Tandis qu’Aïcha se plonge dans les premiers dossiers, Sarah décide d’aller rencontrer la famille de Camille, étonnée que la police s’intéresse encore à leur affaire.
Elle leur explique sa démarche. Le contact est assez froid, les parents ne se font guère d’illusions, ils ont tellement été ballottés par de belles paroles durant toutes ces années.

En rentrant, Sarah traîne un peu en ville, retrouvant les lieux de sa jeunesse, tout a tellement changé. Perdue dans ses pensées, elle entend son nom, quelqu’un l’appelle la ramenant à la réalité. Elle ne reconnaît pas de suite son ami Tony, c’est devenu un homme. Après quelques mots, elle est obligée de rejoindre son équipe. Cette rencontre la renvoie plus de 20 ans en arrière.
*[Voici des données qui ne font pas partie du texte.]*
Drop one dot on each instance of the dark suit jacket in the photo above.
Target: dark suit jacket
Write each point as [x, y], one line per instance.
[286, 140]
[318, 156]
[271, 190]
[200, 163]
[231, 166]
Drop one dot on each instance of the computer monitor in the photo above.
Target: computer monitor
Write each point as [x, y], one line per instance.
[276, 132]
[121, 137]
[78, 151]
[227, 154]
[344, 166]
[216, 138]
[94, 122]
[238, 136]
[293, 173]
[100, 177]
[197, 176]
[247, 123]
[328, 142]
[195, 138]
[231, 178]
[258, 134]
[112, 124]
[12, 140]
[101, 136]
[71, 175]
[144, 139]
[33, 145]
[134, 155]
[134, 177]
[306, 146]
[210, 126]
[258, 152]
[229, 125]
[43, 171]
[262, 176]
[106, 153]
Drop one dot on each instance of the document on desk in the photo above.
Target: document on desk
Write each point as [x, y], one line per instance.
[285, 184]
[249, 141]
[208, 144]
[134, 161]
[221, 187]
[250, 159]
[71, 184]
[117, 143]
Sans savoir pourquoi, elle est troublée.

Arrivée au commissariat, Jérôme l’attend pour faire un point rapide. Il faut faire un plan d’action, se coordonner. C’est le moment choisi par Nicolas pour rappeler sa fiancée :
- Oui, quoi ? Dit-elle un peu énervé
- …
- Excuse-moi mon chéri, je suis submergée… Oui, oui ça va… non je ne sais pas encore combien de temps… oui c’est ça, moi aussi, moi aussi.

Et elle raccroche nerveusement.

Durant toute la semaine, les dossiers s’accumulent, les interrogatoires sont lus et relus, les expertises analysées, quelques notes de synthèse des enquêteurs n’aboutissent qu’à des impasses.
Le travail ne manque pas. Sarah n’a même pas vu passer le dimanche, pas de repos possible. Elle aurait voulu rappeler Nicolas, entendre sa voix si rassurante, passer un peu de temps avec lui, lui expliquer, l’entendre dire qu’il l’aime. Mais jamais le temps. C’est lui qui a rappelé, bien sûr au mauvais moment, comme toujours. Sarah n’a pas été très gentille avec lui, elle s’en veut, elle se jure de le rappeler… plus tard. Mais quand ?

Jérôme a retrouvé plusieurs témoins de l’époque, enfin ceux encore vivants, ceux habitant toujours la région. Il les a confrontés aux fichiers de police mis en place depuis les faits, on ne sait jamais, avec un peu de chance.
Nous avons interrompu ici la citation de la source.